Yurii Kudinov is humanitarian aid director for Children's Hope International, a U.S.-based international adoption agency that has also been promoting domestic adoptions since 1999.
"Our first priority is to help the child back to its biological family, if it's possible," Kudinov said. "If it's, for example, [a matter] of financial needs, or some kind of situation when the child was lost during a war conflict, we try to help [get] the child back to its biological family. The second option is domestic adoption -- domestic foster families and domestic adoption. Only the third one is international adoption."
As Kudinov sees it, there are many reasons to promote domestic adoption. In Russia, where the population is undergoing a steady decline, keeping children in the country is a smart step demographically. It also simply means that more orphaned children will find loving homes.
Kudinov noted that that even China -- which leads the world in foreign adoptions -- has fewer children living in orphanages, due to an aggressive campaign to promote domestic adoptions, as well.
Are domestic adoptions preferable to international adoptions? Kudinov said definitely yes.
"Because the child has the same language, especially the older kids -- and I'm talking about kids over three years old," Kudinov said. "Because we don't need to change the language, we don't need to go far away. Because actually, this is a big stress, even for a child who's three years old, to go outside of the country and fly 18 hours to the United States and after to meet parents who don't speak their language.
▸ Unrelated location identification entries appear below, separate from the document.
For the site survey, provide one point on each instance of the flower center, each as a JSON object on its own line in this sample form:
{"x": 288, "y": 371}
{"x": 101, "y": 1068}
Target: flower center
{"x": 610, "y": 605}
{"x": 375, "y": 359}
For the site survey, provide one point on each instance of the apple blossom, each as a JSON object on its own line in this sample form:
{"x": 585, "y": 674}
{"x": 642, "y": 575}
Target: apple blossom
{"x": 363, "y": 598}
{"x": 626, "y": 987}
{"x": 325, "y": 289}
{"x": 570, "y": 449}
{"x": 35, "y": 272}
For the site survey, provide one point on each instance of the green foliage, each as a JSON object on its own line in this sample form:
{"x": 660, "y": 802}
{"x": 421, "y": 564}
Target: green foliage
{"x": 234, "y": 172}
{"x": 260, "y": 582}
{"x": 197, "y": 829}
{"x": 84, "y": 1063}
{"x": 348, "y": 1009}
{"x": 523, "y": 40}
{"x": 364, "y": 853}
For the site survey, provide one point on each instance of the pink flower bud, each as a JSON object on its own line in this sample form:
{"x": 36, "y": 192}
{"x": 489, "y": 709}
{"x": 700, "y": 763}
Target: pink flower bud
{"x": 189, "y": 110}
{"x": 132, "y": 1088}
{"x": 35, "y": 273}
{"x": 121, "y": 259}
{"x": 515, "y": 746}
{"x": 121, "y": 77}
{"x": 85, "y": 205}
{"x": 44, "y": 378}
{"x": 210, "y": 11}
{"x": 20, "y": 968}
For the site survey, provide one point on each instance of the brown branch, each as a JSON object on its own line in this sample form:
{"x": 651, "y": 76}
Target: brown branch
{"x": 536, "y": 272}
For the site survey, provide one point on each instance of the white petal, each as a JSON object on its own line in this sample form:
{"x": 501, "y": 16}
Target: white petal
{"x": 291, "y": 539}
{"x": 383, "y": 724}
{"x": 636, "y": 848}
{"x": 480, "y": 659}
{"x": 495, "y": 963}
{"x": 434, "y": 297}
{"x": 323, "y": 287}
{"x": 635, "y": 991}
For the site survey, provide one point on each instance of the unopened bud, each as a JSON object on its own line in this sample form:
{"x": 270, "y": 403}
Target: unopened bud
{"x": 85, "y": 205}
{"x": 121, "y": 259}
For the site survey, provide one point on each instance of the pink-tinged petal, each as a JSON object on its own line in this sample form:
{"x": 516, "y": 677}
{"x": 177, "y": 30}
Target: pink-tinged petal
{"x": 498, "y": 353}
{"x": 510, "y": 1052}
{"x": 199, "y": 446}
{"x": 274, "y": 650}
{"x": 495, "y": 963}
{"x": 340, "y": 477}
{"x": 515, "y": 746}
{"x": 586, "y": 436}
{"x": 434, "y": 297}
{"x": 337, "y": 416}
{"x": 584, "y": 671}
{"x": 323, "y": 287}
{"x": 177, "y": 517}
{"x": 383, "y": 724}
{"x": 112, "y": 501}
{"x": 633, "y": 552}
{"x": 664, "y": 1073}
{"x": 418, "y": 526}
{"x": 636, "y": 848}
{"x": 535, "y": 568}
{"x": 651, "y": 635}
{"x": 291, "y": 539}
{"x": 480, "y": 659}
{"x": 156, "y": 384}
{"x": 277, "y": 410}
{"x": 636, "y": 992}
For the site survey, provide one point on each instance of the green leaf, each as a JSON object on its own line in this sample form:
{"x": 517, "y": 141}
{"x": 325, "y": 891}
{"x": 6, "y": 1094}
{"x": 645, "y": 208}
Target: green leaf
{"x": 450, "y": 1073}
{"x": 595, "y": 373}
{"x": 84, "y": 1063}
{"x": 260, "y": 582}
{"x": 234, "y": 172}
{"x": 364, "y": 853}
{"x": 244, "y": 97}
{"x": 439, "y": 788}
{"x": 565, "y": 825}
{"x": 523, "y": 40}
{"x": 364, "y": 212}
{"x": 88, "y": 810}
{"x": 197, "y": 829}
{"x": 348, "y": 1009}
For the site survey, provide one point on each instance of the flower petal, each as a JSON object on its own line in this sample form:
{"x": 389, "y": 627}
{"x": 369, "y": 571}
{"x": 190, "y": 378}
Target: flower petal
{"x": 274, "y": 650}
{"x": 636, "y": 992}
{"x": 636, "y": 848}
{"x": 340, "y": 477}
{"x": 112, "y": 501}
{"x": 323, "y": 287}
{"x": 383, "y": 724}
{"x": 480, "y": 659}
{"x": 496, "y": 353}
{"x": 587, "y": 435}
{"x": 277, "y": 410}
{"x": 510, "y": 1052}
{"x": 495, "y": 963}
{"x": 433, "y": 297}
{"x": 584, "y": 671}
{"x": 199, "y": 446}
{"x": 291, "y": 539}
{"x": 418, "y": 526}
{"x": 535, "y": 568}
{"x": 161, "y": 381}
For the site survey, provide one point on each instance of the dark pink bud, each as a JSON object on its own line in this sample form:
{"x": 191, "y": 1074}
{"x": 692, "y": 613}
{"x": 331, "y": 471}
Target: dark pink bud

Of course, they switch to the new language very quickly, but it's still very, very different."
Groups like Children's Hope International are aiming to help Russia move away from its long-standing tradition of institutionalized care toward more individual, family-based solutions like domestic adoption.
But other former Soviet countries, meanwhile, are quietly paving the way for their orphaned children to find homes abroad.
Azerbaijan recently eased restrictions on foreign adoptions, despite a heated parliamentary debate that saw some lawmakers worrying that children could be sold into prostitution or slavery.
Under the new guidelines, Azerbaijani families looking to adopt are given no special preference over foreigners. In the past decade, fewer than 100 Azerbaijani children were adopted by couples in the United States. But that number now looks likely to grow.
Irade Musayeva is the chief doctor at a psycho-neurological hospital in Baku that is home to some 100 orphaned children. She said that no institution can ever take the place of a real family -- whether Azerbaijani or foreign.
"Nothing can replace the family's warm environment of love, even if it is an excellent state institution," Musaeva said. "It doesn't matter if it's the child's real parents or adoptive parents. That's why I say that if there is an adopting family in Azerbaijan, it should go to that family. Otherwise, it should go to an adopting family in foreign countries."
The highly emotional issue of adoption leaves no easy answers for critics on either side of the debate. The Belarusian crackdown on foreign adoptions may seem shortsighted to a hopeful family in the West. The continued outflow of Russian children abroad could be lining the pockets of greedy regional officials.
Even advocates of domestic adoption admit there is no sure way to protect those children from coming in harm's way -- as a recent case in Tajikistan illustrates. There, a woman was sentenced to a lengthy jail term for forcing her 12-year-old adopted daughter into prostitution.
(RFE/RL's Azeri and Belarus services contributed to this report.)